Further, Carpenter's argument rests on the defense of the Brezhnev Doctrine when Brezhnev and his communist system is long gone.

Consider that Carpenter's formulation means that because central and eastern European countries once were controlled by Moscow (when it was Soviet), those newly free countries cannot chart their own future and free associations with the West because Moscow (now controlled by Russians) won't like it.

It's not like we conquered those ex-Soviet countries and compelled them to be in our empire to be used as tools to crush the Russians. No, these ex-Soviet vassals chose to join a free association of (mostly) free democracies--NATO--that offered hope of remaining free.

No, according to Carpenter, these countries once controlled by the Soviet empire can never oppose what the Russian empire--however shrunken--wants. They must remain subservient to Russia. Forever.

And what are the limits of this Russian worry about threats to them? It is only in this year in response to Russian aggression both on the ground and verbally with nuclear sabre rattling that NATO decided to put four battalions of ground troops in new NATO countries that border Russia!

Just four thousand NATO ground troops 25 years after the Soviet Union collapsed!

When Russia was the USSR, sitting on the Elbe River with over 20 heavy divisions in East Germany (and many more behind them) wasn't enough of a buffer against a hostile NATO--which was created in response to Russian threats to keep moving west, recall. The Soviets planned to drive to the Rhine River to gain more of a buffer to keep the threats far from Moscow.

So should we understand and accept Russian solutions to their paranoid fears regardless of where the Russians draw the line of security du jour? Do that for long enough and we'll be talking about Hadrian's Wall as the frontline against the Russians.

Fine. Understand that the Russians are a paranoid nuclear-armed mess, which makes them aggressive and perhaps even 100% convinced that their aggression is really defensive in nature.

But that does not mean we have to accept the Russian aggression that flows from being a paranoid nuclear-armed mess.

Don't enable the Russian paranoia--as too many Western analysts do--by going along with their dark fantasies of nefarious Western plots against them.
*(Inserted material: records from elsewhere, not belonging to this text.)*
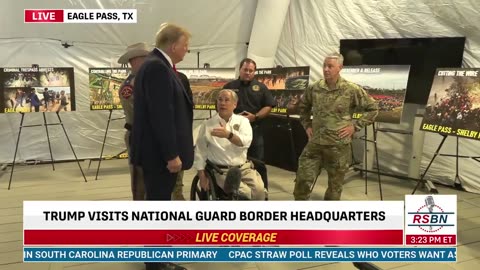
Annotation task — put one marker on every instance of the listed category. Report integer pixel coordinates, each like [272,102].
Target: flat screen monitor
[424,55]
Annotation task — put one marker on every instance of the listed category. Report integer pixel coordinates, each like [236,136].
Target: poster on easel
[453,106]
[286,84]
[32,89]
[387,84]
[206,83]
[104,84]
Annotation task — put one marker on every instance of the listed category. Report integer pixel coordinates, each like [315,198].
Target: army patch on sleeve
[126,92]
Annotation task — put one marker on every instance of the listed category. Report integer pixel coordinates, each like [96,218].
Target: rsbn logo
[430,217]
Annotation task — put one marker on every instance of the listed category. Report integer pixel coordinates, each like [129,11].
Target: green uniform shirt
[332,110]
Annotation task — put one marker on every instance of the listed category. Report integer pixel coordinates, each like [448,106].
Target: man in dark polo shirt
[255,103]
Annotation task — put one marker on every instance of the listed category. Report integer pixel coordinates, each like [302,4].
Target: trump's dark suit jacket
[163,116]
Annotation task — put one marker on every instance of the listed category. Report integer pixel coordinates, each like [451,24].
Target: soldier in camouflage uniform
[134,56]
[332,102]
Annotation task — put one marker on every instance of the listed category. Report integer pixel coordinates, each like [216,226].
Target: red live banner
[43,15]
[213,237]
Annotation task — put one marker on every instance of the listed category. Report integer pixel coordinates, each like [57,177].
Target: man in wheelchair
[223,141]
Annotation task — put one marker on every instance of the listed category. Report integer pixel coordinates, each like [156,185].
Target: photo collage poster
[387,84]
[206,83]
[286,84]
[453,106]
[104,85]
[32,89]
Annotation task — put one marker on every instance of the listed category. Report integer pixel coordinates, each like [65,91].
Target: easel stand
[104,140]
[292,143]
[415,159]
[375,149]
[458,182]
[48,139]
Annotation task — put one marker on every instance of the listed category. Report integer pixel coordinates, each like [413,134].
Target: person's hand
[346,131]
[174,165]
[250,116]
[204,184]
[220,132]
[309,131]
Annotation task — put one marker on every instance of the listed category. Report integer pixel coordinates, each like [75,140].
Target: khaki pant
[251,185]
[335,159]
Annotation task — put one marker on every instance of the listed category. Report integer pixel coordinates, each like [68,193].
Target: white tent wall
[220,30]
[313,28]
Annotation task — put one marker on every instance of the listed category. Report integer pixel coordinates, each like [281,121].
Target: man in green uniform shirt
[331,101]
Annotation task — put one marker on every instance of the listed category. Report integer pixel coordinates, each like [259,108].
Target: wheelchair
[215,192]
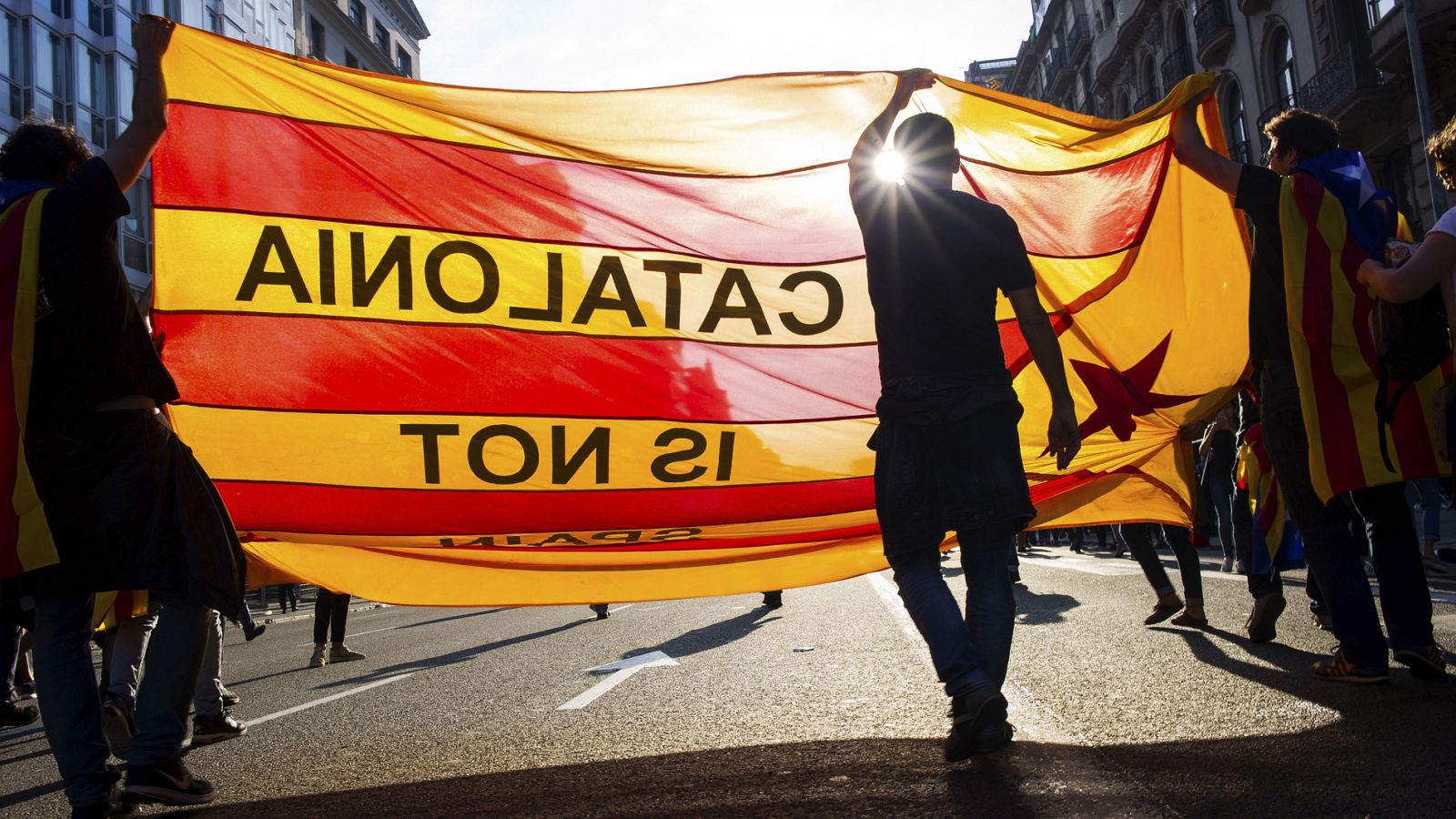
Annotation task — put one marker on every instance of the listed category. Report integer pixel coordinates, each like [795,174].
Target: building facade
[1346,58]
[73,60]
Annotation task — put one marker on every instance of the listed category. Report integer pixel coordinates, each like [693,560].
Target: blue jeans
[1331,550]
[970,652]
[72,709]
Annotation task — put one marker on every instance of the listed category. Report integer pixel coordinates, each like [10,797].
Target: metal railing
[1337,84]
[1212,24]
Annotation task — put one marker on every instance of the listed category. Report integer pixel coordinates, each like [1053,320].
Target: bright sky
[618,44]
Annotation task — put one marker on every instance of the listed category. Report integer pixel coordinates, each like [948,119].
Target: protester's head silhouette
[44,150]
[928,145]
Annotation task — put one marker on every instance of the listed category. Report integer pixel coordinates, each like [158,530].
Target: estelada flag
[25,537]
[1332,219]
[456,346]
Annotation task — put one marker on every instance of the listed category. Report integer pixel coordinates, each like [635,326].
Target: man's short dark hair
[43,149]
[925,140]
[1307,133]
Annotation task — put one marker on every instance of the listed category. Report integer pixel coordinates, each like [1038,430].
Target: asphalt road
[824,707]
Oh, and for bonus Carpenter nonsense, in the article he actually blames Georgia for the 2008 war with Russia when possession of a semi-functioning brain stem should make it obvious that Russia set Georgia up, even practicing the war in July prior to their invasion

Georgia was foolish to fall for the provocation, but if Georgia hadn't fallen into the trap, Russia would have just made up an excuse as they did for Ukraine.